A él subieron dos hombres, y Malone reconoció a Viktor. El vehículo se alejó y desapareció de la pantalla. Cassiopeia pulsó un interruptor y otra imagen les mostró que el coche entraba en la carretera.
Thorvaldsen daba la impresión de estar satisfecho.
– Parece que la treta ha funcionado.
– ¿No crees que podrías haberme dicho lo que estaba pasando? -espetó Malone.
Cassiopeia le dirigió una sonrisa burlona.
– ¿Y dónde habría estado la gracia?
– El tipo ese tiene el medallón.
– Que es exactamente lo que queríamos -apuntó Thorvaldsen.
La casa seguía ardiendo, nubes de humo subiendo hacia el cielo. Cassiopeia arrancó el motor fuera borda y dirigió la embarcación hacia mar abierto. La mansión de la costa del danés se hallaba a escasos kilómetros al norte.
– Pedí que me mandaran la lancha nada más llegar -explicó éste mientras agarraba a Malone por el brazo y lo llevaba a popa. Un rocío de agua fría y salada salpicaba la proa-. Te agradezco que hayas venido. Íbamos a pedirte que nos ayudaras hoy, después de que acabaran con el museo. Por eso Cassiopeia quedó contigo. Necesita tu ayuda, pero dudo que vaya a pedírtela ahora.
Malone quería hacer más preguntas, pero sabía que no era el momento. Su respuesta, no obstante, se hallaba fuera de toda duda:
– La tiene. -Hizo una pausa-. Ambos la tenéis.
Thorvaldsen le apretó el brazo en señal de reconocimiento. Cassiopeia miraba concentrada al frente, guiando la lancha entre el oleaje.
– ¿Es malo? -quiso saber Malone.
El rugido del motor y el viento hicieron que sólo Thorvaldsen oyera la pregunta.
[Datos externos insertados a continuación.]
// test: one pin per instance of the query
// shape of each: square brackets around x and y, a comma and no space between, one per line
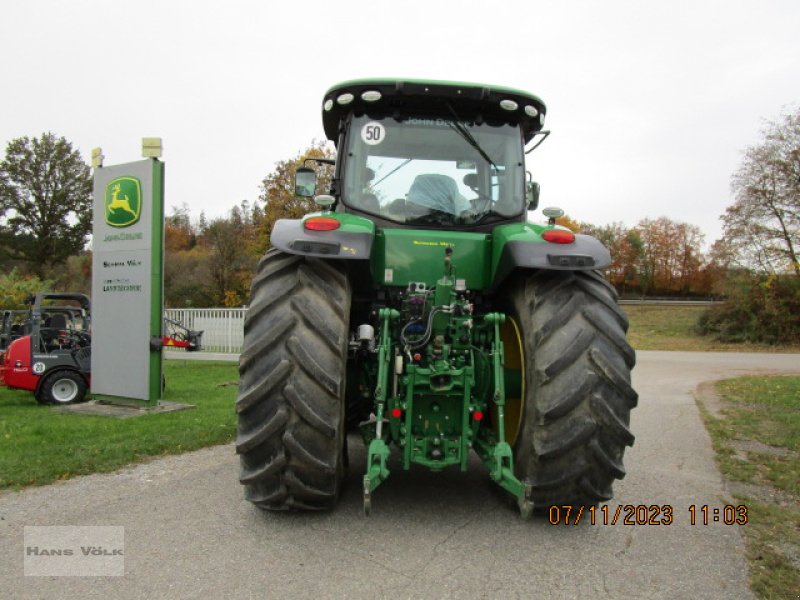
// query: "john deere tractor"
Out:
[422,306]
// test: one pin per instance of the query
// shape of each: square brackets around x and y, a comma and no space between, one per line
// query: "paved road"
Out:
[189,534]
– Bastante. Pero ahora hay esperanza.
Provincia de Xinjiang, China
15.30 horas
En la parte posterior del helicóptero, Zovastina permanecía en su asiento con el cinturón abrochado. Por regla general viajaba de manera más lujosa, pero ese día había preferido el aparato militar, más rápido. Lo pilotaba un miembro de su Batallón Sagrado. La mitad de su guardia personal, incluido Viktor, tenía licencia de piloto. Iba sentada frente a la presa del laboratorio y junto a ella había otro de sus guardaespaldas. La habían subido a bordo esposada, pero Zovastina había ordenado que la soltaran.
– ¿Cómo te llamas? -le preguntó a la mujer.
– ¿Acaso importa?
Hablaban a través de los auriculares en jakasio, idioma que ella sabía que ninguno de los otros pasajeros entendía.
– ¿Cómo te encuentras?
La mujer vaciló antes de responder, como si se planteara si mentir o no.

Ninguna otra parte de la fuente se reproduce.